A crystal small enough to fit in the palm of your hand contains one of the most remarkable quantum phenomena ever recorded in a macroscopic object. Researchers at TU Wien have experimentally confirmed the existence of strong multipartite quantum entanglement for the first time—a state where particles cease to be independent units and begin to behave as a coordinated whole.
The team is led by Professor Silke Bühler-Pashen from the Institute of Solid State Physics at TU Wien. Her group investigated a crystal composed of cerium, palladium, and silicon (Ce3Pd20Si6)—a so-called "strange metal" that has long been known to physicists but remains a mystery. These materials exhibit unusual electrical and magnetic properties that classical physics is simply unable to explain.
The experimental work was conducted at the Institut Laue-Langevin (ILL) in Grenoble, France—one of the world's premier centers for neutron science. PhD student Federico Mazza bombarded the crystal with a neutron beam and measured its response to the disturbance. Inelastic neutron scattering allowed the researchers to obtain a detailed picture of the material's internal structure at extremely low temperatures within a precisely tuned magnetic field.
To analyze the results, the scientists employed a tool from quantum information science known as Quantum Fisher Information (QFI), a method developed by Innsbruck theorist Peter Zoller and his group. The concept is straightforward: if quantum entanglement is present in a system, it will react to external perturbations significantly more strongly than the combined independent reactions of individual particles. By measuring the system's sensitivity, one can determine the degree of entanglement hidden within the material.
In an ordinary crystal, a neutron passing through would transfer its energy to a single individual particle. Something entirely different happened here: the data revealed a collective response that cannot be explained by the simple sum of independent contributions. Calculations showed that groups of at least nine quantum particles are involved in the entangled state, acting as a single entity.
A vivid analogy helps illustrate what is occurring here. Imagine an anthill: when it is disturbed, it is not just each ant running around chaotically that reacts, but the entire colony responding as a single organism. In the same way, the particles in the crystal exhibit collective behavior—they are quantum-mechanically interconnected and organized at a profound level.
The results, published in the journal Nature Physics in June 2026, carry fundamental significance. They confirm that strong multipartite quantum entanglement is not a rarity in strange metals but rather an inherent property. This entanglement appears to explain their unusual characteristics: the linear change in electrical resistance with temperature at low values—behavior that defies standard electronic theory of metals—and particularly low levels of electrical noise, a phenomenon that has long baffled experimentalists.
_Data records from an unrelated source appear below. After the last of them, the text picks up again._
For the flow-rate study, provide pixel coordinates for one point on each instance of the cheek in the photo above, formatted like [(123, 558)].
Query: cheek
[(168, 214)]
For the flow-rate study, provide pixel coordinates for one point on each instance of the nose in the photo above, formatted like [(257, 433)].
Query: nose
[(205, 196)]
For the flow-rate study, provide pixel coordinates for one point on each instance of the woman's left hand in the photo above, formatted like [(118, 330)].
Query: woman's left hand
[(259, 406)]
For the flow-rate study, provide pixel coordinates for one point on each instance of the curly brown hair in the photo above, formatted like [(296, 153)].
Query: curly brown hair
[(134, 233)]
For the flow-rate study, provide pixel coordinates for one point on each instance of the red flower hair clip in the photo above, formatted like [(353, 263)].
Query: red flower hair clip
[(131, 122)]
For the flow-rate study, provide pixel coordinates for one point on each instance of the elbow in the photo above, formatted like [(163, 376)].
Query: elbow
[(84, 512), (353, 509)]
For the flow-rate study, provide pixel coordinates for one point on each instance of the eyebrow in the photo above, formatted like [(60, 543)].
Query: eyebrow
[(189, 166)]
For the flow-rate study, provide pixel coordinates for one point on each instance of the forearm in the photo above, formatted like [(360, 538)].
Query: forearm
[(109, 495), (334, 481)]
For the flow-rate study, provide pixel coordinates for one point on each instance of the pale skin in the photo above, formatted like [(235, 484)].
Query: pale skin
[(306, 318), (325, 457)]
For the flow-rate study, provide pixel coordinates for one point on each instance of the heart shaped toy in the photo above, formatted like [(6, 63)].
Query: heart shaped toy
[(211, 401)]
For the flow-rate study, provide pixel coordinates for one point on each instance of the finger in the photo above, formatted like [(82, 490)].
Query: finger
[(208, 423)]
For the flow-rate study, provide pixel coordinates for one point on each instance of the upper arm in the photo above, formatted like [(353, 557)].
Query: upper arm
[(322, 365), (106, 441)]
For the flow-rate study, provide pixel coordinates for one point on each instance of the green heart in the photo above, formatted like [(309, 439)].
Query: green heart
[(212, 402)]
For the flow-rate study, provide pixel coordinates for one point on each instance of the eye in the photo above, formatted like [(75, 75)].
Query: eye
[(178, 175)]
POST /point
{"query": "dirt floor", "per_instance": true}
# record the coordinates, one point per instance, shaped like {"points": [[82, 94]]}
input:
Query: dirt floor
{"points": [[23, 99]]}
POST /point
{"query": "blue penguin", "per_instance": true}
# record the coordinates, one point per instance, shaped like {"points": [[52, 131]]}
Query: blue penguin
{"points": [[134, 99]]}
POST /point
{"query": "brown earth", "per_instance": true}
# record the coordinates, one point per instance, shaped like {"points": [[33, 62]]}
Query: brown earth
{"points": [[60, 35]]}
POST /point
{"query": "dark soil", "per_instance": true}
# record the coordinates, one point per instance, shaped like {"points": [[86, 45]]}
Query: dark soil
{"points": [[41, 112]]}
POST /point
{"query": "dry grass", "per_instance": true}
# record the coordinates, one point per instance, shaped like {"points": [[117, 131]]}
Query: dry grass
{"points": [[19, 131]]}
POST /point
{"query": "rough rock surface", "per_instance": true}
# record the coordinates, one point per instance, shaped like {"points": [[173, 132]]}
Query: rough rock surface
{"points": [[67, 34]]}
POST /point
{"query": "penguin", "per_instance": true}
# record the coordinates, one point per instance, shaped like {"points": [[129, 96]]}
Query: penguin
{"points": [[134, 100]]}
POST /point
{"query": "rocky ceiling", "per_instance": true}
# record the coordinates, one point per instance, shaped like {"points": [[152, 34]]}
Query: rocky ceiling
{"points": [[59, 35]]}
The discovery creates an unexpected bridge between two fields of physics: quantum information science and condensed matter physics. It demonstrates that quantum metrology methods, developed in laboratories using single atoms and photons, can be applied directly to macroscopic samples of real materials without requiring perfect isolation from the surrounding environment. This means the boundary between the "classical" and "quantum" worlds is not located where textbooks have traditionally drawn it.
The prospects are both vast and practical. Materials with this level of quantum entanglement could form the basis for creating ultra-sensitive quantum sensors—devices capable of detecting signals so weak they are inaccessible to classical detectors. This could revolutionize measurement technologies in medical diagnostics, geophysics, and fundamental physics.